Re: [PATCH v4 07/14] bloom: split 'get_bloom_filter()' in two

Taylor Blau <me@xxxxxxxxxxxx> · Sat, 5 Sep 2020 13:38:25 -0400

On Sat, Sep 05, 2020 at 07:22:08PM +0200, Jakub Narębski wrote:
> Taylor Blau <me@xxxxxxxxxxxx> writes:
> How do you distinguish between no changed paths stored because there
> were no changes (which should not count as *_found_large), and no
> changed paths stored because there were too many changes?  If I remember
> it correctly in current implemetation both are represented as
> zero-length filter (no changed paths could have been represented as all
> zeros filter, too many changed paths could have been represented as all
> ones filter).

Right, once we get handed back a filter from
'get_or_compute_bloom_filter()', we can't distinguish between (a) a
commit with too many changes to store in a single Bloom filter, and (b)
a commit with no changes at all.

It's unfortunate that callers can't pick between the two, but this
implementation is actually an improvement on the status-quo!
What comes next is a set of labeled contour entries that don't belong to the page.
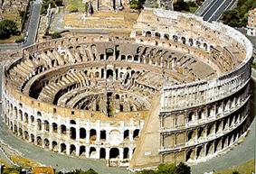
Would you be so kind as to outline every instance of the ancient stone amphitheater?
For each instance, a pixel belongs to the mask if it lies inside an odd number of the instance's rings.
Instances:
[[[5,67],[3,117],[24,141],[131,169],[213,158],[251,122],[251,42],[193,14],[144,10],[130,37],[34,44]]]

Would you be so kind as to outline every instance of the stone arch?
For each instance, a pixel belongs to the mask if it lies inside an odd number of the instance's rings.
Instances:
[[[181,38],[181,41],[182,41],[183,44],[185,44],[185,37],[182,37],[182,38]]]
[[[76,139],[76,128],[74,127],[71,127],[71,139]]]
[[[106,140],[106,131],[105,130],[101,130],[100,131],[100,140],[102,141],[102,140]]]
[[[128,140],[129,139],[129,130],[125,130],[124,131],[124,140]]]
[[[194,151],[188,150],[185,152],[185,161],[188,161],[189,160],[194,160]]]
[[[133,131],[133,139],[138,138],[139,136],[139,129],[136,129]]]
[[[151,37],[151,36],[152,34],[150,31],[146,32],[146,37]]]
[[[24,122],[28,124],[28,114],[24,113]]]
[[[108,69],[107,70],[107,78],[113,78],[113,77],[114,77],[113,69]]]
[[[56,123],[52,123],[52,132],[53,133],[57,133],[58,132],[58,125]]]
[[[175,42],[177,42],[178,41],[178,36],[173,35],[173,40],[174,40]]]
[[[204,157],[204,149],[203,146],[199,146],[196,149],[196,159]]]
[[[61,152],[66,152],[67,146],[65,143],[61,143]]]
[[[24,131],[24,139],[29,140],[29,133],[27,131]]]
[[[41,131],[42,130],[42,121],[41,119],[37,119],[36,120],[36,124],[37,124],[37,130]]]
[[[96,141],[96,137],[97,137],[96,130],[95,129],[90,130],[90,141]]]
[[[49,148],[49,145],[50,145],[49,140],[48,139],[44,139],[43,142],[44,142],[44,147]]]
[[[170,39],[170,35],[167,34],[167,33],[165,33],[165,34],[164,34],[164,39],[165,39],[165,40],[169,40],[169,39]]]
[[[86,154],[86,148],[85,146],[80,146],[79,155],[85,156]]]
[[[34,117],[33,115],[31,115],[30,116],[30,123],[33,124],[34,122]]]
[[[34,143],[34,135],[33,133],[30,134],[31,142]]]
[[[119,150],[118,148],[111,148],[109,151],[109,159],[117,159],[119,156]]]
[[[71,144],[70,154],[71,155],[76,154],[76,146],[74,144]]]
[[[155,38],[160,39],[160,38],[161,38],[161,34],[156,32],[155,33]]]
[[[129,159],[129,149],[128,147],[124,148],[124,159]]]
[[[58,151],[58,143],[57,143],[57,142],[56,141],[53,141],[52,142],[52,150],[53,151]]]
[[[90,158],[95,158],[96,155],[97,155],[97,151],[96,151],[95,147],[90,147],[90,151],[89,151],[89,157]]]
[[[86,130],[84,128],[80,128],[80,138],[81,139],[86,138]]]
[[[36,137],[36,144],[42,146],[42,138],[40,136]]]
[[[49,131],[49,122],[47,120],[45,120],[43,122],[43,124],[44,124],[44,131]]]
[[[106,159],[106,149],[105,148],[100,148],[100,159]]]
[[[64,124],[61,125],[61,133],[62,134],[66,134],[67,133],[67,128]]]

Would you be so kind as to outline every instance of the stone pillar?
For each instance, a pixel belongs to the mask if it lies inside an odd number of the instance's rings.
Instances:
[[[129,160],[131,160],[132,155],[133,155],[133,148],[129,148],[129,149],[128,149],[128,159],[129,159]]]
[[[90,129],[86,129],[85,142],[90,143]]]
[[[132,142],[133,141],[133,130],[129,130],[128,132],[128,139],[129,139],[129,142]]]
[[[96,148],[96,154],[97,154],[96,159],[100,159],[100,147],[97,147],[97,148]]]
[[[109,160],[109,148],[106,148],[106,160]]]
[[[66,144],[66,154],[67,155],[71,154],[71,144],[69,143]]]
[[[124,149],[119,148],[119,160],[124,160]]]
[[[75,145],[76,146],[76,156],[80,156],[80,146],[78,144]]]
[[[90,158],[90,146],[85,147],[85,156],[86,158]]]
[[[78,127],[75,127],[76,130],[76,141],[80,140],[80,129]]]

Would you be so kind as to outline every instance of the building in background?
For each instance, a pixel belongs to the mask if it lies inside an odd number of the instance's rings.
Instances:
[[[247,34],[250,36],[256,36],[256,8],[249,12]]]

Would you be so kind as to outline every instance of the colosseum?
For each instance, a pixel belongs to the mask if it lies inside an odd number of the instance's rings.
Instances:
[[[108,166],[193,164],[246,133],[251,58],[231,27],[145,9],[128,37],[24,48],[4,69],[3,117],[27,142]]]

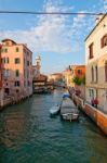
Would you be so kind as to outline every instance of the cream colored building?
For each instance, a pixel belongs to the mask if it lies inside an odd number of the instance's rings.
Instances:
[[[107,14],[101,16],[85,39],[85,99],[97,98],[98,108],[107,111]]]
[[[32,52],[27,45],[2,40],[4,97],[27,97],[32,93]]]

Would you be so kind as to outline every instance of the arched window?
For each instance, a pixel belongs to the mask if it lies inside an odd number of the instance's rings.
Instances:
[[[96,83],[97,83],[97,79],[98,79],[97,65],[95,66],[95,74],[96,74]]]
[[[92,74],[92,82],[94,82],[94,68],[92,66],[92,70],[91,70],[91,74]]]
[[[107,61],[105,62],[105,82],[107,82]]]
[[[103,36],[102,40],[101,40],[101,47],[104,48],[107,46],[107,34],[105,36]]]

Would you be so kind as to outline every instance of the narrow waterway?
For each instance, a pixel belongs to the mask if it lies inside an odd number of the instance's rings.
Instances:
[[[71,123],[50,117],[62,95],[34,95],[0,113],[0,163],[107,163],[107,138],[83,113]]]

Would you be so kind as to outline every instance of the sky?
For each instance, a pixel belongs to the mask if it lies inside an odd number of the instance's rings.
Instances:
[[[0,0],[0,11],[107,13],[107,0]],[[85,64],[84,39],[95,26],[92,15],[0,14],[0,41],[27,43],[32,63],[41,57],[41,72],[62,72]]]

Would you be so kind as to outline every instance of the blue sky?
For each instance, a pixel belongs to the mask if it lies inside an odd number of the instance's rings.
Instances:
[[[44,12],[107,12],[107,0],[0,0],[0,10]],[[27,43],[42,60],[42,73],[84,64],[84,39],[95,16],[0,14],[0,40]]]

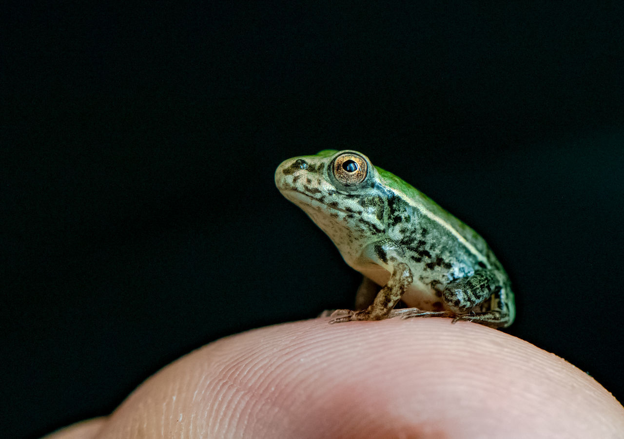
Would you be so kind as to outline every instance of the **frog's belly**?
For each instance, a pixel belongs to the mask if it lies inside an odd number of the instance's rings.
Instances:
[[[371,279],[378,285],[384,286],[390,279],[390,273],[379,266],[368,267],[361,269],[360,273]],[[381,287],[380,287],[381,288]],[[446,309],[442,294],[428,285],[425,285],[417,279],[414,279],[401,300],[409,307],[418,308],[423,311],[442,311]]]
[[[409,307],[424,311],[439,311],[446,309],[441,294],[426,285],[413,286],[405,292],[401,300]]]

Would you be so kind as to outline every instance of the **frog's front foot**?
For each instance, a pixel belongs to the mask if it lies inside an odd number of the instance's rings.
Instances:
[[[401,308],[393,309],[388,318],[398,317],[401,319],[411,319],[414,317],[454,317],[454,312],[449,311],[425,311],[418,308]]]
[[[360,311],[354,311],[351,309],[336,309],[331,313],[329,317],[335,317],[333,320],[329,321],[331,324],[342,323],[343,322],[353,322],[356,320],[376,320],[371,317],[371,313],[366,309],[363,309]]]

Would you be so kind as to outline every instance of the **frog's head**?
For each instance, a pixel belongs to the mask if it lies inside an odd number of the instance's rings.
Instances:
[[[275,185],[341,250],[383,232],[388,194],[363,154],[324,150],[285,160],[275,171]]]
Why?
Because right now we'll see an "empty" Bloom filter and recompute it
because it's "missing", only to discover that it has no changes.

With this patch, we'll say "this filter looks too large", and stop
computing it, because we have already gone through the effort to compute
it once (and marked it in the BFXL chunk).

Now, you could certainly argue that 'BFXL' could be called 'BFWC'
("Bloom filter was computed"), and then the "was this filter too large"
check means that the commit was (a) marked in a BFWC chunk, and (b) has
length zero. I'm not necessarily opposed, but I think that this is
probably not worth it, since we're trying to disambiguate something that
is inherently ambiguous. (That is, even with this new check, a
length-zero would still be thought to be "too large", since it was
computed, and has length 0).

> No changes to store in filter can happen not only with `--allow-empty`
> (e.g. via interactive rebase), but also with merge where all changes
> came from the second parent -- we are storing only changes to first
> parent, if I remember it correctly.

Agreed. And yes, Bloom filters store changes only to their commit's
first parent.

> This is a minor issue, though.

Thanks for raising it. I don't think that this is a show-stopper for
this series.

Thanks,
Taylor